Freedom & Free Beer: Musikpiraten hoffen auf Erfolg bei neuer Gema-Klage

Wegen des Streits um pseudonym veröffentlichte Musikstücke muss sich der Verein Musikpiraten ein weiteres Mal vor Gericht verantworten. In diesem Fall verlange die Musikverwertungsgesellschaft Gema Tantiemen für mehrere Werke, die im Jahr 2012 auf dem Sampler Freedom & Free Beer(öffnet im neuen Fenster) veröffentlicht wurden, teilte der Verein mit(öffnet im neuen Fenster) . Eine frühere Klage hatten die Musikpiraten in letzter Instanz verloren .

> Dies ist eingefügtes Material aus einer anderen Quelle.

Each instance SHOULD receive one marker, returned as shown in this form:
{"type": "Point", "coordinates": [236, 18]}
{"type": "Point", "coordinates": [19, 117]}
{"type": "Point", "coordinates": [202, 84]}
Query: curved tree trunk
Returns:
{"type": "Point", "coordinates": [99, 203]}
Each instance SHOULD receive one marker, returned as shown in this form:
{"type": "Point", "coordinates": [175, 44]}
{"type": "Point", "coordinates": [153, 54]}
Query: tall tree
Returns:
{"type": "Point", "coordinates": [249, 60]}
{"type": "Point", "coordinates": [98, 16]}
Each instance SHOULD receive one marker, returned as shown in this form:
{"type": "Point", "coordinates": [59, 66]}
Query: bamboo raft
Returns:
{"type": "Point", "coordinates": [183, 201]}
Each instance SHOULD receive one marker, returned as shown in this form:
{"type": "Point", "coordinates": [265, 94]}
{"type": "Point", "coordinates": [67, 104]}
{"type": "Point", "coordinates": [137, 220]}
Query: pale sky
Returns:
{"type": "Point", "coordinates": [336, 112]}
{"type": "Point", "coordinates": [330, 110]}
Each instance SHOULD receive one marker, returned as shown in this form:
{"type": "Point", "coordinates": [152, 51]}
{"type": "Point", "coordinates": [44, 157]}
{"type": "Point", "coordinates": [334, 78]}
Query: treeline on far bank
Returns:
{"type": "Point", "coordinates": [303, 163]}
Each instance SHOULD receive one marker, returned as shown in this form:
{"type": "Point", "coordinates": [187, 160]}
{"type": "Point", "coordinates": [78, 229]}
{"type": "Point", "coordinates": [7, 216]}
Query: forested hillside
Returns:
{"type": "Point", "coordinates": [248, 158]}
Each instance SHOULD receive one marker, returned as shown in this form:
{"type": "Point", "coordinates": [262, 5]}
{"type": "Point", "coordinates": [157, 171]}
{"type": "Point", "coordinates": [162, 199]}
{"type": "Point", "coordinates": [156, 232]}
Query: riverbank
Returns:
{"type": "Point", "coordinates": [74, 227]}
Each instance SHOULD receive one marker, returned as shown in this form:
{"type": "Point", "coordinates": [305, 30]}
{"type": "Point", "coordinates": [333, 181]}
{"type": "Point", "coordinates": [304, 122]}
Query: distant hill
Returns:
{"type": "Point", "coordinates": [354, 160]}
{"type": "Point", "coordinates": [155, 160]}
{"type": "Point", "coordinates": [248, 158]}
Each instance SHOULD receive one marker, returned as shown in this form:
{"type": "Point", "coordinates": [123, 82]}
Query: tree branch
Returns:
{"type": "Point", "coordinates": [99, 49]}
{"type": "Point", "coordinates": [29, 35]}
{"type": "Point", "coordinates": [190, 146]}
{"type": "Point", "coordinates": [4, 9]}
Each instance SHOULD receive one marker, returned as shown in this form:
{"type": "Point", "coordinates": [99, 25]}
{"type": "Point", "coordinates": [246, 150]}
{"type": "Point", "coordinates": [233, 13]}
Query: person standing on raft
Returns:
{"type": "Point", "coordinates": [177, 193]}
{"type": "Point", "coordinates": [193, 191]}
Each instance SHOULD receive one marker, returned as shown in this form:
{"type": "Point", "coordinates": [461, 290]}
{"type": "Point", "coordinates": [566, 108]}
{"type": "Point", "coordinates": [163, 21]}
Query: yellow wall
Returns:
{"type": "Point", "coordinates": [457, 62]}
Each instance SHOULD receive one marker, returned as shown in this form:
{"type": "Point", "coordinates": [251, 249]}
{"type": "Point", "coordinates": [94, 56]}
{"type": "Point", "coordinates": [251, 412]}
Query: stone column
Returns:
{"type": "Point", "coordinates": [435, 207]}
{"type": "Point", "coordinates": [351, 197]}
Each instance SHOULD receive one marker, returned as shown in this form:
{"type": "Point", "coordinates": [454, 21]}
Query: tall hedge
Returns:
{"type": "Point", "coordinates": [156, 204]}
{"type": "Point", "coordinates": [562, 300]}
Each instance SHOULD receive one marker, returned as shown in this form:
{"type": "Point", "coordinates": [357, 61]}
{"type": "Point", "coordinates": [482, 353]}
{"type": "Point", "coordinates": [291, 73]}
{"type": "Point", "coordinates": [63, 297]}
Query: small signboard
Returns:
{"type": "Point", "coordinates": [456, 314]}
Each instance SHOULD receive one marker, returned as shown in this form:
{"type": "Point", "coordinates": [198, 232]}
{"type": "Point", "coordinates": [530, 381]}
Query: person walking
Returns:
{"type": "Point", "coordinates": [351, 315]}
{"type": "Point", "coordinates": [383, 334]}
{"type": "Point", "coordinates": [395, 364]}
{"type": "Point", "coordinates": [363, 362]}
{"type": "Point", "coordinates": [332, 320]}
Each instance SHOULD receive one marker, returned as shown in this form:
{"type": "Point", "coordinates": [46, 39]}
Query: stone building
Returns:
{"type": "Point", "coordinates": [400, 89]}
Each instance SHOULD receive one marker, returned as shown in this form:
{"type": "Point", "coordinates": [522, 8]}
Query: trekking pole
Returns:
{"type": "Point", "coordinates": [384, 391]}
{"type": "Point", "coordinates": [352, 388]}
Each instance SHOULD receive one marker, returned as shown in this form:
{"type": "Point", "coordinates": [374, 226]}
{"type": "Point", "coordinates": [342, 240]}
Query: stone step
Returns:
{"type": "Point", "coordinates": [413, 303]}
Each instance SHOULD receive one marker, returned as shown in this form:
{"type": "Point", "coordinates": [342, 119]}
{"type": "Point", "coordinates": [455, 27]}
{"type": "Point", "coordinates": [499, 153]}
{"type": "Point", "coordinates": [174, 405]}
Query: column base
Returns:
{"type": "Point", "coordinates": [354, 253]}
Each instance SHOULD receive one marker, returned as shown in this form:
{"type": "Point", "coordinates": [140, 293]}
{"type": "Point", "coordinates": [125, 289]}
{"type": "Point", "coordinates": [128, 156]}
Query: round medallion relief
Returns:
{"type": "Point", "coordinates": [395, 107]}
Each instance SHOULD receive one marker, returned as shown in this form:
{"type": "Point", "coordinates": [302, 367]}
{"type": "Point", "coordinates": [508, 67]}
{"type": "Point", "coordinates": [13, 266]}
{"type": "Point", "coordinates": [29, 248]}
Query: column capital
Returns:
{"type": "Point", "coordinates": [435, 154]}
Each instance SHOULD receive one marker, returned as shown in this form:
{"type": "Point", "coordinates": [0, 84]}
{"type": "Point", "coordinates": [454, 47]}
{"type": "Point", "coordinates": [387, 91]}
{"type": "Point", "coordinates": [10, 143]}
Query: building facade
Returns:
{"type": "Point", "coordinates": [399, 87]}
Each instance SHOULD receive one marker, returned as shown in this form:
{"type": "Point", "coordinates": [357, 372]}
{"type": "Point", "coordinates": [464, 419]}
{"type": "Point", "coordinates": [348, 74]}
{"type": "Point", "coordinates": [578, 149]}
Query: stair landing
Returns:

Hintergrund der Klage ist die sogenannte Gema-Vermutung: Wer Musik öffentlich aufführt oder gewerblich nutzt, muss entweder beweisen, dass die Werke nicht der Gema unterliegen, oder er muss Gebühren zahlen. Für den Nachweis der Gema-Freiheit verlangt die Gesellschaft eine Bestätigung der Künstler unter deren bürgerlichem Namen.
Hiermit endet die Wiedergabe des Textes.